Problem
Solve: \( \cot^{-1}x – \cot^{-1}(x+2) = \frac{\pi}{12}, \quad x > 0 \)
Solution
Let:
\[ A = \cot^{-1}x,\quad B = \cot^{-1}(x+2) \]
Step 1: Use identity
\[ \cot^{-1}x – \cot^{-1}y = \tan^{-1}\left(\frac{y – x}{1 + xy}\right) \]
So,
\[ \cot^{-1}x – \cot^{-1}(x+2) = \tan^{-1}\left(\frac{(x+2) – x}{1 + x(x+2)}\right) \]

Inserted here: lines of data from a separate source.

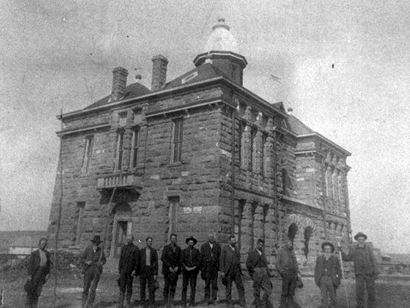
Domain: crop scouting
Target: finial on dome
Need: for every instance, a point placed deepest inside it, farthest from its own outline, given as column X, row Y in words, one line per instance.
column 221, row 24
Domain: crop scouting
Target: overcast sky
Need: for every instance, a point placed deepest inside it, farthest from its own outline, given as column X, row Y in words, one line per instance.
column 59, row 54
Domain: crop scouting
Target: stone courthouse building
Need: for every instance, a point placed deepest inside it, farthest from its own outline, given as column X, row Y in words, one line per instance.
column 196, row 154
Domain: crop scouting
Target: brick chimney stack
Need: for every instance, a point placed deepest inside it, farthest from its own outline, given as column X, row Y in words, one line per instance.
column 159, row 72
column 119, row 83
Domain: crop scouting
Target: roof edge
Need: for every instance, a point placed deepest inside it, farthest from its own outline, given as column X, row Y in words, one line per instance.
column 316, row 134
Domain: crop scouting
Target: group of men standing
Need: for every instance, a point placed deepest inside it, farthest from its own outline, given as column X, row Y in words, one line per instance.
column 210, row 260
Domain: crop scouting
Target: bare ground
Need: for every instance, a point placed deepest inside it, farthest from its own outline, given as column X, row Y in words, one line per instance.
column 390, row 293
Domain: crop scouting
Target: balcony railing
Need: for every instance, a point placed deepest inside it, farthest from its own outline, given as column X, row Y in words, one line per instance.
column 117, row 180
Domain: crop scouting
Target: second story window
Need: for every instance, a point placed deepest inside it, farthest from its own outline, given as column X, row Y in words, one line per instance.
column 134, row 147
column 119, row 149
column 176, row 143
column 88, row 150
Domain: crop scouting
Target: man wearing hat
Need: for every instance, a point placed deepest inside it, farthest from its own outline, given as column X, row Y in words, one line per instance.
column 257, row 266
column 92, row 259
column 38, row 271
column 365, row 269
column 191, row 262
column 148, row 271
column 127, row 264
column 171, row 268
column 327, row 275
column 230, row 266
column 210, row 254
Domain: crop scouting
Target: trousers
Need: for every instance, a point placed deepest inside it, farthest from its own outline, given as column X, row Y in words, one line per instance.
column 189, row 278
column 262, row 282
column 328, row 292
column 211, row 285
column 147, row 279
column 365, row 282
column 235, row 275
column 170, row 285
column 91, row 278
column 288, row 290
column 37, row 280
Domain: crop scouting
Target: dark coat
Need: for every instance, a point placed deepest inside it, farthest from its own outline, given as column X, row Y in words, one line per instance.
column 196, row 259
column 34, row 263
column 255, row 260
column 129, row 259
column 154, row 262
column 286, row 262
column 363, row 259
column 171, row 259
column 335, row 271
column 210, row 257
column 230, row 260
column 94, row 257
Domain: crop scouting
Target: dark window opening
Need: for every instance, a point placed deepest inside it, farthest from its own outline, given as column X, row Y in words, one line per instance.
column 176, row 145
column 135, row 146
column 88, row 150
column 293, row 229
column 119, row 149
column 307, row 235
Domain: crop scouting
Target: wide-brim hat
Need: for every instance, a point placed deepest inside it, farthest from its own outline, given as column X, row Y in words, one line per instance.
column 96, row 239
column 191, row 238
column 360, row 234
column 328, row 244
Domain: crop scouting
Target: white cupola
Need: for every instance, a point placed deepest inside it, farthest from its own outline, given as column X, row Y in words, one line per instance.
column 221, row 49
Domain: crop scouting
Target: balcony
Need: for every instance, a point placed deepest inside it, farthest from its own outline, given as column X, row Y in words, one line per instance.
column 120, row 181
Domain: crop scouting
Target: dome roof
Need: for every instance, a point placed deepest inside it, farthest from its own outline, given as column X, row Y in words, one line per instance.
column 221, row 39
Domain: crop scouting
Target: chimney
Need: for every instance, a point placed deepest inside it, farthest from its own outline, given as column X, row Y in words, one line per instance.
column 119, row 83
column 159, row 72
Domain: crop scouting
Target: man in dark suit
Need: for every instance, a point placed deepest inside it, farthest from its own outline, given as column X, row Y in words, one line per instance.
column 191, row 262
column 38, row 271
column 92, row 259
column 327, row 275
column 148, row 271
column 257, row 266
column 365, row 269
column 210, row 253
column 288, row 269
column 230, row 266
column 171, row 268
column 127, row 264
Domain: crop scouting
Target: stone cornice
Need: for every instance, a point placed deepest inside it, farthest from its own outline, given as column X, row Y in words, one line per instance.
column 328, row 141
column 266, row 107
column 82, row 129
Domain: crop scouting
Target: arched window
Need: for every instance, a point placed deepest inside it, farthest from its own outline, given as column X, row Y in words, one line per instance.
column 307, row 235
column 286, row 182
column 293, row 229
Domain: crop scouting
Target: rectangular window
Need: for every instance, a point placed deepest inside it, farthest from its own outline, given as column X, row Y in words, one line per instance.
column 176, row 144
column 134, row 147
column 119, row 149
column 173, row 214
column 78, row 222
column 88, row 149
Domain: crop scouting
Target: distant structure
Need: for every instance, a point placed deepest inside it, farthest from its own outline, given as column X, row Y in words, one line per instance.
column 196, row 154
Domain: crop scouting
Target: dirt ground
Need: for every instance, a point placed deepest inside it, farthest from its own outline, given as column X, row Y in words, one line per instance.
column 391, row 293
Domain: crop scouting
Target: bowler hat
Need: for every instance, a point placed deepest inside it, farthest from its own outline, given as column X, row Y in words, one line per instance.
column 96, row 239
column 191, row 238
column 328, row 244
column 360, row 234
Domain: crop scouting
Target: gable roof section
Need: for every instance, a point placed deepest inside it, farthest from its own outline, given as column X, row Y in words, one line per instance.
column 132, row 90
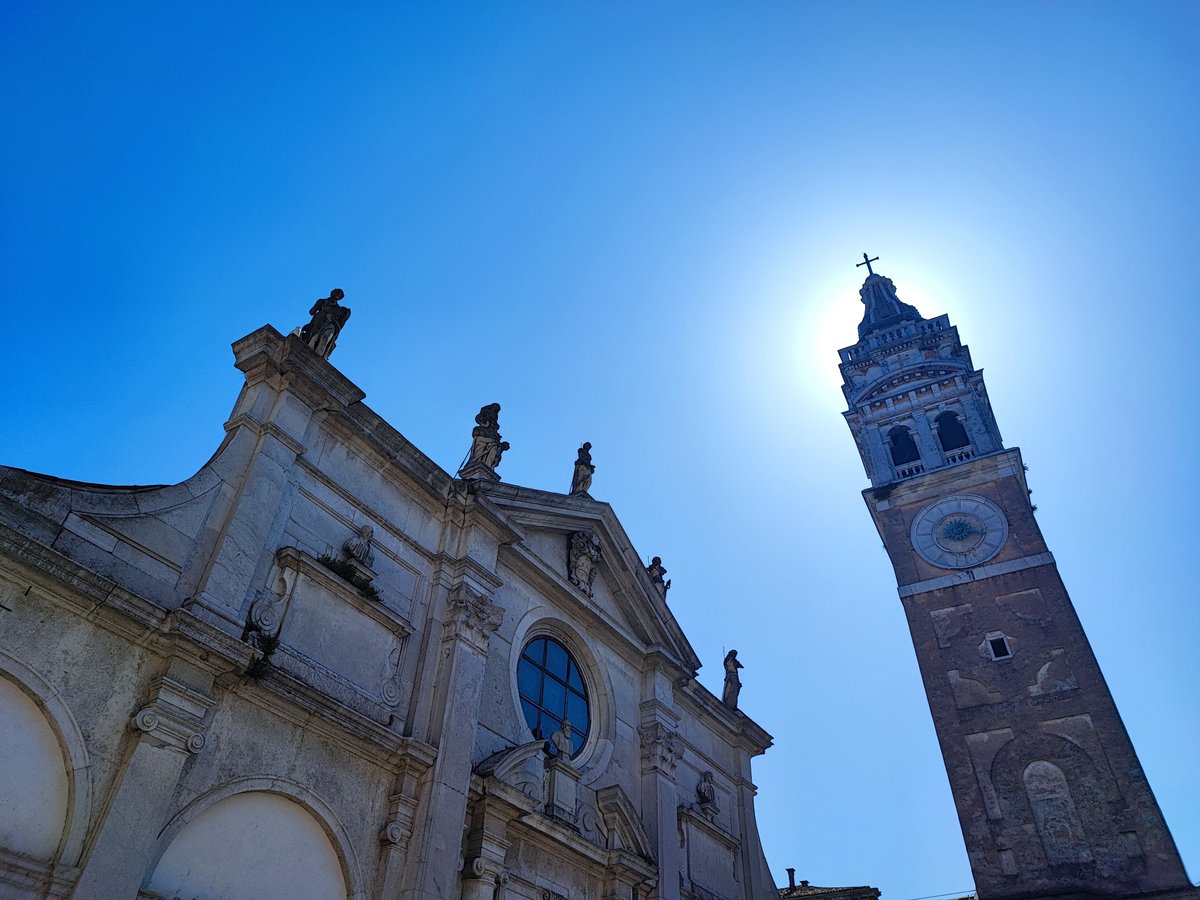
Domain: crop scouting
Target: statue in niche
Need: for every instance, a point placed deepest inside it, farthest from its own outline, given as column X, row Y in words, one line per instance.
column 583, row 469
column 486, row 447
column 328, row 318
column 1055, row 814
column 707, row 793
column 359, row 546
column 564, row 748
column 582, row 558
column 732, row 683
column 657, row 570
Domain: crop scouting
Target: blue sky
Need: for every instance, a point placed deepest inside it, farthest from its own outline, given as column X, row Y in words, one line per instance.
column 636, row 225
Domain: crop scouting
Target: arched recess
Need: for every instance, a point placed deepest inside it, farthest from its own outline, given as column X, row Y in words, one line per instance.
column 951, row 433
column 256, row 839
column 53, row 803
column 903, row 447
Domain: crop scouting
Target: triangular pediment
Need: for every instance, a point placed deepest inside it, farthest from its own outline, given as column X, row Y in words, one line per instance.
column 556, row 529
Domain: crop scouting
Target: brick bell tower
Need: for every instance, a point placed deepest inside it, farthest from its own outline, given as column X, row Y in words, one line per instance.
column 1050, row 796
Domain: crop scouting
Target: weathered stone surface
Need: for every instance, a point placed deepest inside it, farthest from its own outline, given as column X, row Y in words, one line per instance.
column 239, row 653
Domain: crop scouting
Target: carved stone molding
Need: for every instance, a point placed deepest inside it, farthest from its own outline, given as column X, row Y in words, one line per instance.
column 661, row 749
column 472, row 617
column 583, row 556
column 174, row 717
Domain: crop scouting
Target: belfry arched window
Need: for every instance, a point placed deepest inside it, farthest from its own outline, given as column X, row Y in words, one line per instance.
column 904, row 448
column 951, row 432
column 552, row 690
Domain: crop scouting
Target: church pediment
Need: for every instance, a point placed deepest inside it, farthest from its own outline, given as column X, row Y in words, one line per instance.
column 580, row 547
column 877, row 384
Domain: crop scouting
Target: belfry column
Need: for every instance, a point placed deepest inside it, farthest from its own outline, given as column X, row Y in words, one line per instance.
column 1051, row 798
column 169, row 729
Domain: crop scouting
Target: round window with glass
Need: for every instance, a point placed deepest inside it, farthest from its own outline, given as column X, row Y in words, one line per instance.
column 552, row 691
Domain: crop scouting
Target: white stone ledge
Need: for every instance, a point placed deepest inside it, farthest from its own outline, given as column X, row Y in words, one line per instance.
column 977, row 574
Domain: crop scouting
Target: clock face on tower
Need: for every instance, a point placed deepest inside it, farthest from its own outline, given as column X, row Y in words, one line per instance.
column 959, row 532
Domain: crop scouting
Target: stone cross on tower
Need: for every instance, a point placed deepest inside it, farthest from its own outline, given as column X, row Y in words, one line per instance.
column 868, row 263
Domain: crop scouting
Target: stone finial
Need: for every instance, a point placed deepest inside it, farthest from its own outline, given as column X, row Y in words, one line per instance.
column 732, row 683
column 486, row 447
column 328, row 319
column 657, row 570
column 562, row 741
column 581, row 480
column 582, row 559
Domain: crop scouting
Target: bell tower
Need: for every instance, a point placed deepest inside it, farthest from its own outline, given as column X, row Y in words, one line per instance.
column 1050, row 796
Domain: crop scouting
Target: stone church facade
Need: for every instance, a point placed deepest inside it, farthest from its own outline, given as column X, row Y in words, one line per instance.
column 1051, row 798
column 325, row 667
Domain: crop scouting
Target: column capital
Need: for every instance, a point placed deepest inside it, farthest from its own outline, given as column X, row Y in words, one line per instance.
column 173, row 717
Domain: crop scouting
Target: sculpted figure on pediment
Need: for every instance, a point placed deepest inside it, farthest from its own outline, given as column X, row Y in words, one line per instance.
column 657, row 570
column 706, row 791
column 582, row 559
column 328, row 318
column 583, row 469
column 732, row 683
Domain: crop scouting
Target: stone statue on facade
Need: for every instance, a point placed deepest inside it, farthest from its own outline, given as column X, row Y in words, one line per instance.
column 706, row 791
column 657, row 570
column 486, row 447
column 582, row 558
column 359, row 546
column 732, row 683
column 562, row 741
column 583, row 471
column 328, row 318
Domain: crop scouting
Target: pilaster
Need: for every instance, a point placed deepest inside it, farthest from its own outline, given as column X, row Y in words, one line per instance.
column 661, row 753
column 168, row 729
column 471, row 619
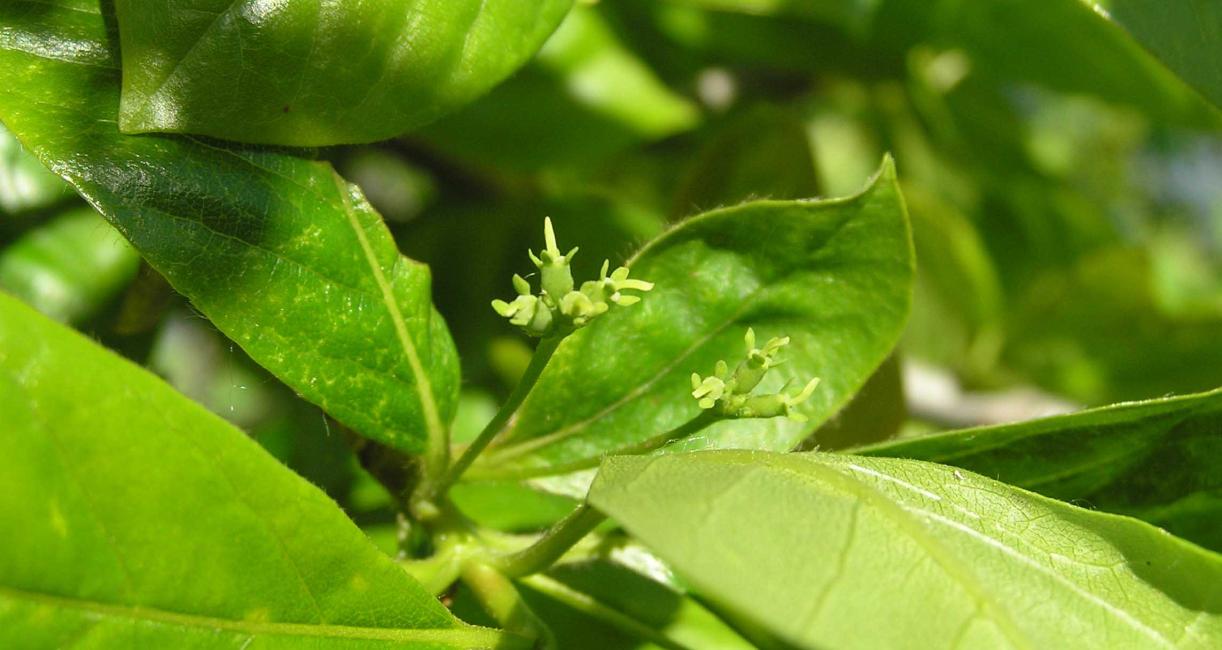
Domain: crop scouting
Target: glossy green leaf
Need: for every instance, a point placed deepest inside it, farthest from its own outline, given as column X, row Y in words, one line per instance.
column 135, row 518
column 69, row 268
column 834, row 275
column 824, row 550
column 584, row 98
column 1156, row 460
column 310, row 73
column 1184, row 34
column 25, row 182
column 281, row 254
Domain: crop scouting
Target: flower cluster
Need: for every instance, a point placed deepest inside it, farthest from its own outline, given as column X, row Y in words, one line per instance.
column 730, row 395
column 560, row 308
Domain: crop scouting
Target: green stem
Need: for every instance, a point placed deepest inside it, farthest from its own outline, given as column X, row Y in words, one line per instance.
column 538, row 362
column 552, row 545
column 593, row 607
column 502, row 601
column 695, row 424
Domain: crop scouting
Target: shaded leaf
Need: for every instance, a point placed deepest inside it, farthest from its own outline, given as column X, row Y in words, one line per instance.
column 600, row 604
column 585, row 97
column 810, row 549
column 1185, row 36
column 285, row 258
column 136, row 518
column 761, row 154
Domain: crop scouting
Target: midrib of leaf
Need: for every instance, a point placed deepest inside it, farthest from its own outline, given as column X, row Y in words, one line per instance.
column 906, row 517
column 466, row 637
column 438, row 450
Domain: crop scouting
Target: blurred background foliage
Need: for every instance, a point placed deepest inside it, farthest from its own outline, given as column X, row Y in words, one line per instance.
column 1062, row 169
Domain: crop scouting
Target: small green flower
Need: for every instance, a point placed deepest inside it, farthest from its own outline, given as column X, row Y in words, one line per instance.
column 559, row 308
column 730, row 396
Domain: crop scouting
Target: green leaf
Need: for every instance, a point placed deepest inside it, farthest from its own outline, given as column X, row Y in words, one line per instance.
column 835, row 275
column 584, row 98
column 764, row 153
column 600, row 604
column 1066, row 45
column 815, row 550
column 309, row 73
column 69, row 268
column 853, row 15
column 1156, row 460
column 285, row 258
column 136, row 518
column 1185, row 36
column 25, row 183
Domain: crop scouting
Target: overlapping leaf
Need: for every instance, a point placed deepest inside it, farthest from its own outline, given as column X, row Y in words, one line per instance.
column 69, row 268
column 309, row 73
column 282, row 255
column 834, row 275
column 133, row 518
column 1156, row 460
column 840, row 551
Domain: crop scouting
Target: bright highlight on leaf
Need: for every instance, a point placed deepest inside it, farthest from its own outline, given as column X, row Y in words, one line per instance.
column 559, row 308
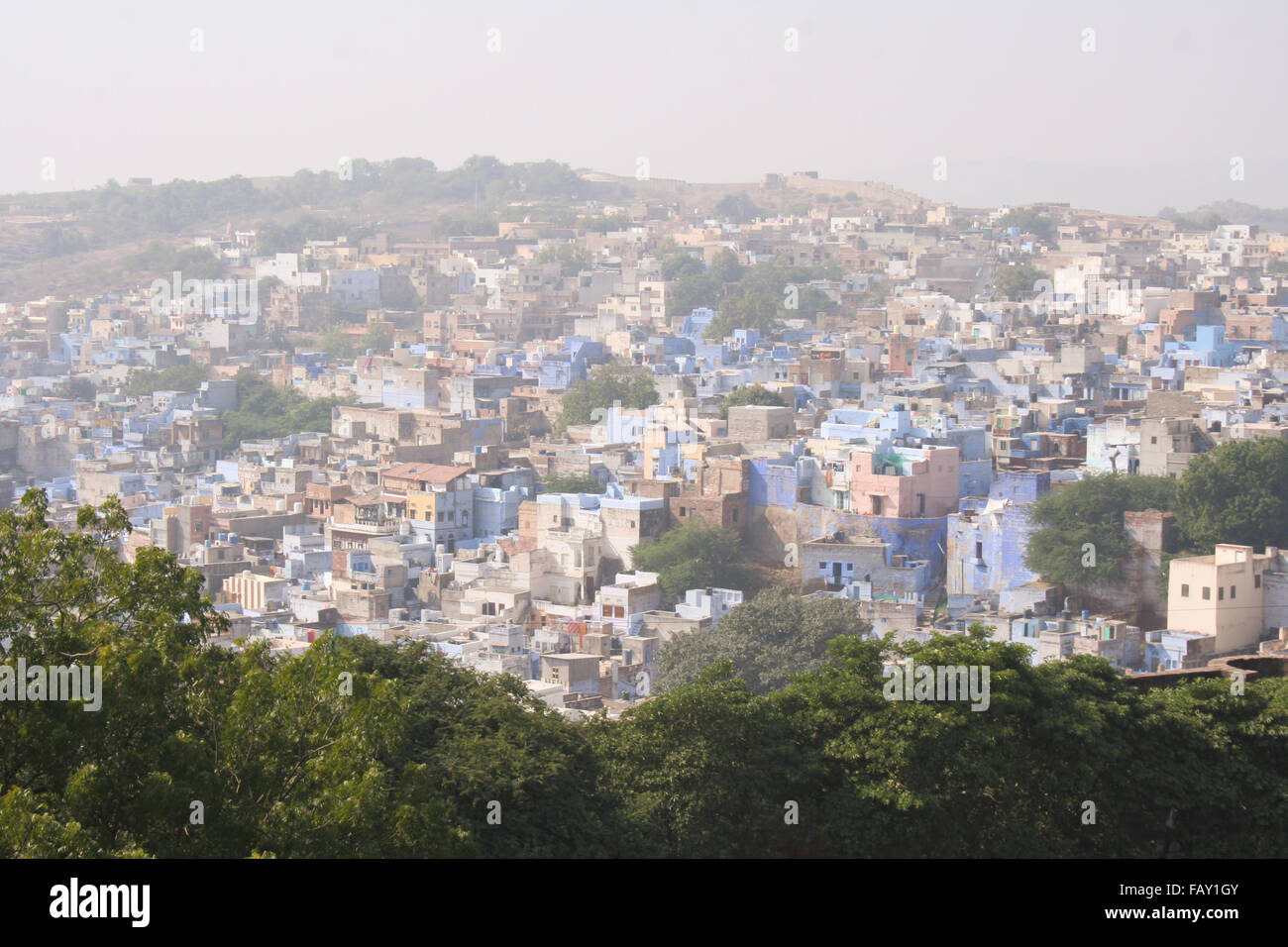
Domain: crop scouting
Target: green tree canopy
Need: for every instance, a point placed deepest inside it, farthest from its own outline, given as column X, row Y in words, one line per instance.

\[ = \tan^{-1}\left(\frac{2}{x^2 + 2x + 1}\right) = \tan^{-1}\left(\frac{2}{(x+1)^2}\right) \]
Step 2: Compare with RHS
\[ \tan^{-1}\left(\frac{2}{(x+1)^2}\right) = \frac{\pi}{12} \]
Step 3: Convert to tan
\[ \frac{2}{(x+1)^2} = \tan\left(\frac{\pi}{12}\right) \]
\[ \tan\left(\frac{\pi}{12}\right) = 2 – \sqrt{3} \]
Step 4: Solve
\[ \frac{2}{(x+1)^2} = 2 – \sqrt{3} \]
\[ (x+1)^2 = \frac{2}{2 – \sqrt{3}} \]
Rationalize:
\[ = \frac{2(2 + \sqrt{3})}{1} = 4 + 2\sqrt{3} \]
\[ x+1 = \pm \sqrt{4 + 2\sqrt{3}} \]
Step 5: Use condition \(x>0\)
\[ x+1 = \sqrt{4 + 2\sqrt{3}} \]
\[ x = \sqrt{4 + 2\sqrt{3}} – 1 \]
Final Answer
\[ \boxed{\sqrt{4 + 2\sqrt{3}} – 1} \]
Explanation
Using cot⁻¹ subtraction identity and simplifying leads to a solvable equation.